In this bleak scenario of the sector, do you still stand by your target of increasing your solar manufacturing base?
As of now, our solar module manufacturing base stands at 80 mw. In the next three to five years, we plan to increase the panel-making capacity to 1,000 mw and have a solar-cell production capacity of 500 mw. We are positive that the current confusion would be resolved, and the government would come up with a mechanism to promote domestic manufacturing. Right now, we are contemplating if we should try to attain the 500-mw cell-making capacity at one go, or in two phases of 250 mw each. We also plan to increase our development portfolio to 500 mw in the next three years. Our current development portfolio is 80 mw, comprising 20 mw of rooftop solar installations.
What kind of investments are in the solar manufacturing business?

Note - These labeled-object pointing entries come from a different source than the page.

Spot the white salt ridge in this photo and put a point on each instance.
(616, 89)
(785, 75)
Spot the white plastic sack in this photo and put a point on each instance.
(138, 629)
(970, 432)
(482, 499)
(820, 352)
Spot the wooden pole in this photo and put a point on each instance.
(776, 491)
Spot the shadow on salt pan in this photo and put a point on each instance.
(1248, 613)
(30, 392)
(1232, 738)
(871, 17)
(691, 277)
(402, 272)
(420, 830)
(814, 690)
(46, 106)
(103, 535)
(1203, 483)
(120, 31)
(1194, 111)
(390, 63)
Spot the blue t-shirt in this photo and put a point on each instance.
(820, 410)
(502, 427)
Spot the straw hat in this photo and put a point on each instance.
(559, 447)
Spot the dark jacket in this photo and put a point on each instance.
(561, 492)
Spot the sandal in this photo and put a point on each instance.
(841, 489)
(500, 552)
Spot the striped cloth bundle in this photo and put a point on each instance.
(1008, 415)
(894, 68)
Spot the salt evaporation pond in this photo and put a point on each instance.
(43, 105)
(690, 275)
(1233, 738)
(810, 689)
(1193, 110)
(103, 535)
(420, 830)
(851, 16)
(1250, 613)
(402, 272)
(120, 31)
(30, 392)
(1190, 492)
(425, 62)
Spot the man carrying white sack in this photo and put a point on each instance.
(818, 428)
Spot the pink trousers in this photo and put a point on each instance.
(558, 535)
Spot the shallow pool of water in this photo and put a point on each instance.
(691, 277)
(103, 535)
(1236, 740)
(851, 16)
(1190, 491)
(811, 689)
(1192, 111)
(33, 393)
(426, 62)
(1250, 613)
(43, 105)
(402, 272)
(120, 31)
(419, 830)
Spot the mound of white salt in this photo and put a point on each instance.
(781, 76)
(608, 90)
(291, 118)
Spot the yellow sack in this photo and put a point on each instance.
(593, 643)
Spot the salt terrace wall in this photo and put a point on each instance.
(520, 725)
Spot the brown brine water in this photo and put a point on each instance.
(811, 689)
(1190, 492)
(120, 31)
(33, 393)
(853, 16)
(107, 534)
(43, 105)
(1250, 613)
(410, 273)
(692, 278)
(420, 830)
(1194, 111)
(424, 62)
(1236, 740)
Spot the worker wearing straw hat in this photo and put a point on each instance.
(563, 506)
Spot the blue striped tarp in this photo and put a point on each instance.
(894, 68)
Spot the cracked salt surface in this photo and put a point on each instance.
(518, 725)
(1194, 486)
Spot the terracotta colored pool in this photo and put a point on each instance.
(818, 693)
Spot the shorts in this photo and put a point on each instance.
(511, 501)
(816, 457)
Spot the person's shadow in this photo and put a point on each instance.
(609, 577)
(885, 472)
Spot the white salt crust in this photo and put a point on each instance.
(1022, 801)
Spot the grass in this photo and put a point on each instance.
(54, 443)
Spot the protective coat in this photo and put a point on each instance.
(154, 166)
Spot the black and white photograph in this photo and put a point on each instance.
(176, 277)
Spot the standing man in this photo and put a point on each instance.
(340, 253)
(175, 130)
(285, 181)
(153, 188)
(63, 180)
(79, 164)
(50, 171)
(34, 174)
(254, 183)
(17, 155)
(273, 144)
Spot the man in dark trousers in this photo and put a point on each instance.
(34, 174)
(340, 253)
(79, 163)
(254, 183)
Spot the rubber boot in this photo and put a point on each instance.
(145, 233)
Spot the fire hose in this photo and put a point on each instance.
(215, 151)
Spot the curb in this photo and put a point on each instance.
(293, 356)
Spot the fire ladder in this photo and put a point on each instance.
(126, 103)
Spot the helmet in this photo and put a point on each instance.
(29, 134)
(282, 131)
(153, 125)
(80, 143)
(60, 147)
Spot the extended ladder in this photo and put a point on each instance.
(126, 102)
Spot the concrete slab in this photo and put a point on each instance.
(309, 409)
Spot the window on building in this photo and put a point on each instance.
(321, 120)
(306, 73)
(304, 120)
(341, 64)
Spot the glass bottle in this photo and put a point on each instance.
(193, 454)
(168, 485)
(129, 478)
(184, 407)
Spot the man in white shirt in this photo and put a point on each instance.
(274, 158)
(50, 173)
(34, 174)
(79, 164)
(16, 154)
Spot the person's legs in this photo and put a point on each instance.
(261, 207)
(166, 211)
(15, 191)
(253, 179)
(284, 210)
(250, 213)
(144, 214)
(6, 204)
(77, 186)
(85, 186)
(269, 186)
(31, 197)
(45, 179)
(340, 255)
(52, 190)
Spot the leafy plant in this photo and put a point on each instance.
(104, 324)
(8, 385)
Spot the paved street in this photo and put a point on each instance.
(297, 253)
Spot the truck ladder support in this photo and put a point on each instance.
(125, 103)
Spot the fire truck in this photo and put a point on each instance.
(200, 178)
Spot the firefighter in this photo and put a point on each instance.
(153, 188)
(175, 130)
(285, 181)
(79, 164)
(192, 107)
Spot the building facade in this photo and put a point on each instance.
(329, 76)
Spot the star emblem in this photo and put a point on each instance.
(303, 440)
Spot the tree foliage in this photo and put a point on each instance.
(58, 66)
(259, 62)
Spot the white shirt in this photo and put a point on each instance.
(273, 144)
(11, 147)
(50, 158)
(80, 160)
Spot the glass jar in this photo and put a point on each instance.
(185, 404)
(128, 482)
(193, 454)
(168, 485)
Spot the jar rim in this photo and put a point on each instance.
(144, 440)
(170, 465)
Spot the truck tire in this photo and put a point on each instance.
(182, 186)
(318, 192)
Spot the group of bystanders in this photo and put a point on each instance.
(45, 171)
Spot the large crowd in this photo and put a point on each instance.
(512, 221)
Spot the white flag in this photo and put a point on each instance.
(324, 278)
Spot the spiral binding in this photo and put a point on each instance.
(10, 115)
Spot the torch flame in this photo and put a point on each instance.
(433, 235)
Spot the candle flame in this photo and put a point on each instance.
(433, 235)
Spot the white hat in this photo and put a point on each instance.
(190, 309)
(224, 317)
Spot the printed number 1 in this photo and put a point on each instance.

The 1-gw module and 500 mw cell manufacturing itself is close to Rs 700 crore of investment. Once the confusion in the industry clears up, then probably we will make more investment in further capacity building. We are open to tie-ups for the manufacturing segment. We are in discussion with a few companies but nothing has been concluded yet.
Being a popular brand in genset manufacturing, do you plan to foray in storage as well?
Yes definitely. Storage is the next big thing that is going to happen in the industry. The implications of storage are not limited to solar, but have applications in electrical vehicles as well. EVs will be one big market for batteries. So, we are very closing from calling the development in the lithium-ion based storage segment, which we have identified as a potential avenue for diversification for Jakson. We are waiting for the opportune moment to get into battery manufacturing. We have also entered into electrical EPC business, which has a huge potential and is growing at a faster rate.
Amid all the promises of having reliable 24X7 power in the near future, what is your outlook on Jakson’s flagship genset making business?
We are in this business for last 35-40 years. The genset business is growing steadily at 8-10% annually, and it will continue at this rate at least for the next 10-15 years. We don’t see demand for gensets coming down. Genset is like an insurance policy. Industrial and commercial customers cannot afford a power-cut for even a small duration. Gensets have nothing to do with power reliability. Else, US would not have been the largest genset market in the world.